5. The evangelists to early European society tried to get rid of animal and human sacrifices by associating Jesus’s death as akin to a perfect sacrifice so that they needed no longer offer sacrifices to appease their gods. For those who did used to eat the animal sacrifice and drank the blood, wine and bread were substituted as the body and blood of Christ, the lamb sacrifice using the phrase “unless you drink my blood and eat my flesh you cannot enter the Kingdom of Heaven”. John6:54. 1 Cor 11:27,29. The drinking of blood is forbidden on 1Samuel8:20-24. Lev 3:17; 17:14; Deut 12:23.
For some,the essence of Christianity is that God SACRIFICED his only Son to save us from our Sins. But where’s the sacrifice? Less than 3 days after His death, God revived Jesus. Then he took Him back Home so he could sit at His right hand.
I’ll concede Jesus was “cut off” for awhile, but the connection was eventually restored. (Someone told me that being “cut off” for 1 second from God is like INFINITY for Man. So is Man stronger than God in the endurance of pain?)
Equating this with “sacrifice” is somewhat like Superman volunteering to stand in front of a firing squad. The bullets might sting, but He knows He won’t die. Where’s the kryptonite?
Could a Levite priest make a sin offering of an unblemished animal, and later have it “revived” so that it could be restored to its original owner? Not hardly.
In my mind, a true sacrifice would require Jesus to die FOREVER, i.e., cut off from Jehovah, FOREVER. God would have to feel this “infinite pain” in order to vicariously atone for Human Sin.
Otherwise all of this talk about sacrifice seems to be missing the point.
The first thing to note here is that the core meaning of “sacrifice” has to do primarily with “giving something over” to God, and not with “death” itself per se. Even English dictionaries highlight the ‘giving’ aspect, as opposed to “mode of giving” (i.e., death, symbolic marking, going to live/serve the priests). Compare the Concise Oxford English Dictionary’s main two entries:
“the act of giving up something valued for the sake of something else more important or worth” and “the slaughter of an animal or person or the surrender of a possession as an offering to a deity”
Notice that the most common meaning focuses only on “giving up” and that the second meaning allows for non-slaughter sacrifices (religious), involving transfer of property to the deity. We will see similar dynamics in the biblical data.

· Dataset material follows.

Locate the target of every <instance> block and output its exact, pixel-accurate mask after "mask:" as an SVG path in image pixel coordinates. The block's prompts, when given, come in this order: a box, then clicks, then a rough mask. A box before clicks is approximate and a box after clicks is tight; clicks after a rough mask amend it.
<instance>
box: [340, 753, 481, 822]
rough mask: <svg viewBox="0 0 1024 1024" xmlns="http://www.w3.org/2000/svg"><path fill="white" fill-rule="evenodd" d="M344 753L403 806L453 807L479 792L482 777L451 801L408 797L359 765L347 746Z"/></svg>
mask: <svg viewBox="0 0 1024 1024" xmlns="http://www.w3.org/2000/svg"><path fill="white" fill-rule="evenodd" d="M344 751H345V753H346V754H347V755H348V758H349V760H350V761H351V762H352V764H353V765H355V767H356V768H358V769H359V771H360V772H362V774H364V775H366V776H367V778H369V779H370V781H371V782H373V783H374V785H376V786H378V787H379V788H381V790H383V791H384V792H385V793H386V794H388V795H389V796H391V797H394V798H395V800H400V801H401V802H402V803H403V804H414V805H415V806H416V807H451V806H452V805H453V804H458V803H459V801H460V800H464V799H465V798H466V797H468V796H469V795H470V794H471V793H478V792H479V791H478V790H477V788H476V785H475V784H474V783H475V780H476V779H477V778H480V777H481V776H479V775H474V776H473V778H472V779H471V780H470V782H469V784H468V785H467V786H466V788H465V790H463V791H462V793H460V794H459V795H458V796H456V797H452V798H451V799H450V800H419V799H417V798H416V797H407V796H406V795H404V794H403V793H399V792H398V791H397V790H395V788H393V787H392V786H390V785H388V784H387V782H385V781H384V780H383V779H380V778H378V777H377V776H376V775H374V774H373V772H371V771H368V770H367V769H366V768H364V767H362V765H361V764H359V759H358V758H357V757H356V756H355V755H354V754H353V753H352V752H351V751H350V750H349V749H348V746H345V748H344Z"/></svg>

This comment and also Alan’s contribution are so rich that I would like to give a nice full response comprising probably quite a number of paragraphs but right now I am not really able to do so as I am drawing rapidly to the close of my last week in Russia and there is so much to do. I hope I will get time to come back and address these points before the close of the year.